Da trat er rasch ein. »Mutter!« Beide Hände streckte er ihr entgegen.

Sie mußte die ihrigen hineinlegen, sie mochte wollen oder nicht. Und dann fiel es ihr plötzlich auf, der Wilhelm, ihr Jüngster, hatte etwas von diesem Älteren gehabt! Eine weiche Zärtlichkeit kam plötzlich in ihr Gesicht. Hier im lebenden Sohn fand sie etwas von ihrem toten wieder. Daß ihr das früher nie so aufgefallen war! Wenn Wilhelm gelacht hatte, so wie jetzt der Jakob, so war's bei beiden ganz das gleiche Lachen. Wenn die Auguste doch auch was davon hätte! Es wäre ihr wohler; und anderen auch.

Jakob hatte sich gebückt und die Mutter geküßt. Sie küßte ihn wieder.

»Ick jratulier' dir«, sagte sie herzlich. »Nu wär' et aber jenug. Aller juten Dinge, scheint et, sind bei euch sieben. Nu hört aber uf!«

Er lachte, aber dann wurde er plötzlich ernst, ein Zug von Verbitterung verschmälerte sein Gesicht; er wendete es zur Seite. »Wenn sie doch nich eher Ruhe gibt! Das verstehst du nich, Mutter!«

Sie hatte aufgehorcht; er fühlte ihren fragenden Blick. Da nahm er sie rasch beim Arm: »Komm, sieh dir mal gleich das Kleine an. Jule hat gehört, daß du gekommen bist – sie denkt sonst, ich klage dir irgend was vor!«

Hinten heraus, in dem Berliner Zimmer, das so eingebaut war, daß man sich erst an die ewige Dämmerung gewöhnen mußte, ehe man irgend etwas genauer erkennen konnte, lag Frau Julie Badekow im Bett.

Die starken Haare wirrten ihr um den Kopf, sie hingen rechts und links wie lange Schlangen über das Kissen. Die blonde Julie mußte einmal sehr hübsch gewesen sein; jetzt waren ihre Wangen eingefallen, sie hatte Zähne verloren, die ganze weiche Rundheit ihrer Mädchenjahre war weg. Sie war erschöpft von den vielen Geburten; schwach lag sie da.

»Sehn Se sich doch erst mal den Jungen an«, sagte sie, als die Schwiegermutter nach ihrem Befinden fragte. Und als Jakob ihr nicht gleich das Kind herlangte, das in einer Wiege unter übergehängtem Gardinchen lag – neben ihm im Wagen schlief das noch nicht zwei Jahre alte, die anderen fünf waren mit der Magd auf den Bänken des Ziethenplatzes –, verlangte sie ungeduldig: »Jib ihn doch her!«

Mit Stolz, mit triumphierender Freude wies sie der Schwiegermutter das Kind: »Das siebente!
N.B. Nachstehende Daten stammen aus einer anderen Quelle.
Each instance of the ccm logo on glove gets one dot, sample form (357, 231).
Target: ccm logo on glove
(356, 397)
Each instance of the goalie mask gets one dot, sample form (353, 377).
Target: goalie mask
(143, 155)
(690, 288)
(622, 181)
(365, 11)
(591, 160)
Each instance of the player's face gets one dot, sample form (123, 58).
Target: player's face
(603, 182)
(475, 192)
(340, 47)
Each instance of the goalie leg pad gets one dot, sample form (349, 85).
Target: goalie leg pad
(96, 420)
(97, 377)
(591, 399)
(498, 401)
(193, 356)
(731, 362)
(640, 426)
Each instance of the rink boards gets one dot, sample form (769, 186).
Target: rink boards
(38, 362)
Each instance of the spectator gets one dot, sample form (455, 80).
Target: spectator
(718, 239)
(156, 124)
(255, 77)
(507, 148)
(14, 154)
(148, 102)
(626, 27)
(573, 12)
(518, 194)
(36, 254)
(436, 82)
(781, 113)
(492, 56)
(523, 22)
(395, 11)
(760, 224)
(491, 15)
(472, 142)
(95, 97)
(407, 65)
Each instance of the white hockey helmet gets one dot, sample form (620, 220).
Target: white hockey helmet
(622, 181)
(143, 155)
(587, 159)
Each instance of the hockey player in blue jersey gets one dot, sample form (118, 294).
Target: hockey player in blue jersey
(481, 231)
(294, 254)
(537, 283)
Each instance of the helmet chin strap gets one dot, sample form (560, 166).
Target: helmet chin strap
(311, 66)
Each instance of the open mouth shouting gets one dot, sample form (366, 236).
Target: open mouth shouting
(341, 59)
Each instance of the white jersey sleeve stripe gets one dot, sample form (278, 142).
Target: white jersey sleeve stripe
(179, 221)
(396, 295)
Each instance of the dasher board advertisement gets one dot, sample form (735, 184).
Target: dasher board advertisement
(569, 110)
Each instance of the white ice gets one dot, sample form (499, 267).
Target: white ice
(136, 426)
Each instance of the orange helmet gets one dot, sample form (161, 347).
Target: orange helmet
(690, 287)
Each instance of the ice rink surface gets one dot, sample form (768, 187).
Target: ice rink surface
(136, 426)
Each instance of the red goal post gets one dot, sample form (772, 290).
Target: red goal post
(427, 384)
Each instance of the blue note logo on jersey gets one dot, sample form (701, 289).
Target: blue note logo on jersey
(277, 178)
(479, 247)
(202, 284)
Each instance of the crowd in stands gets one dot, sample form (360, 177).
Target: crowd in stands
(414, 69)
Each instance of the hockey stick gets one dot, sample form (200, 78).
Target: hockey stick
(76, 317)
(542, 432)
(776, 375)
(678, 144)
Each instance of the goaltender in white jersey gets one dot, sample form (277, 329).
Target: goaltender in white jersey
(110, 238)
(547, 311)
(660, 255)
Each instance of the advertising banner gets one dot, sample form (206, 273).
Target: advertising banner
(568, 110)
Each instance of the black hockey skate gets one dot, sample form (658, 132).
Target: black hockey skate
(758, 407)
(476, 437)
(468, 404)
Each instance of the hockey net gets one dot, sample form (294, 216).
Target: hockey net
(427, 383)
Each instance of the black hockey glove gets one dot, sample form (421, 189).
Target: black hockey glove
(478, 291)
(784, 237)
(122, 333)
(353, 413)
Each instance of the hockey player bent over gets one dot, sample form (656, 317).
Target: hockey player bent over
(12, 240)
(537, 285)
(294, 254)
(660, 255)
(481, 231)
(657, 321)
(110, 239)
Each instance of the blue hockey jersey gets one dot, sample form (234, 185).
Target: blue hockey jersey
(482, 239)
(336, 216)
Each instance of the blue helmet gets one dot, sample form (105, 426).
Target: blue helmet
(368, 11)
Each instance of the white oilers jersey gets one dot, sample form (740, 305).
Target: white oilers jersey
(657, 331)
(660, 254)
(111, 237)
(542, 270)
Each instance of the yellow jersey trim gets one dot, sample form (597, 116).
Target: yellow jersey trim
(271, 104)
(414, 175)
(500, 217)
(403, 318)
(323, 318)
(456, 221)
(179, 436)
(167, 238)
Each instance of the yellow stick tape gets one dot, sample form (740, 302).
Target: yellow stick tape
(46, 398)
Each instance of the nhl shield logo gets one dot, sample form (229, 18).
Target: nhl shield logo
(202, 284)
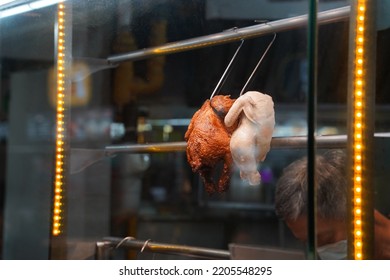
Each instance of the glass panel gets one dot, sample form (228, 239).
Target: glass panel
(126, 171)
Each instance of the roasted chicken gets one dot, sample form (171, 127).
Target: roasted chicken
(208, 142)
(251, 140)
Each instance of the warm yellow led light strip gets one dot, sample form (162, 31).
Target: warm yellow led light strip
(60, 133)
(358, 106)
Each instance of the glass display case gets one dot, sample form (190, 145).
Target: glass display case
(96, 97)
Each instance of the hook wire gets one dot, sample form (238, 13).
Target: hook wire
(258, 64)
(123, 241)
(224, 75)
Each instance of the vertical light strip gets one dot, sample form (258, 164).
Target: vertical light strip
(60, 125)
(358, 128)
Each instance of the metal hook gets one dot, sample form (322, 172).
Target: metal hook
(258, 64)
(222, 79)
(124, 240)
(144, 246)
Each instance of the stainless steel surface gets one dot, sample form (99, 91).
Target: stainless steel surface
(295, 142)
(232, 35)
(151, 246)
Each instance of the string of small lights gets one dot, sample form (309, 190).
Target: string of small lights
(358, 128)
(60, 125)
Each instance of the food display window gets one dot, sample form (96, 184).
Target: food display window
(98, 100)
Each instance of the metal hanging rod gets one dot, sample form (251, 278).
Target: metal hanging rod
(156, 247)
(297, 142)
(232, 35)
(293, 142)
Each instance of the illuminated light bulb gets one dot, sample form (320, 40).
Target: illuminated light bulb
(358, 157)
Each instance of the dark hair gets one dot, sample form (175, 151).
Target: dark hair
(331, 187)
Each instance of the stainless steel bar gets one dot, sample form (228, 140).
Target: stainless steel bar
(151, 246)
(232, 35)
(295, 142)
Und mir jleicht et, nich wahr? En schönes Kind! O, ich war auch schön!«

Ihr unruhiger Blick suchte den Mann, der am Fußende des Bettes stand und wie verloren durchs verbaute Fenster hinaus auf den Hof gegen die hohe Hinterwand starrte.

»Mutter meint: nu aber Schluß«, sagte er lachend. Aber sein Lachen war nicht wie vorhin, es klang verlegen, bedrückt.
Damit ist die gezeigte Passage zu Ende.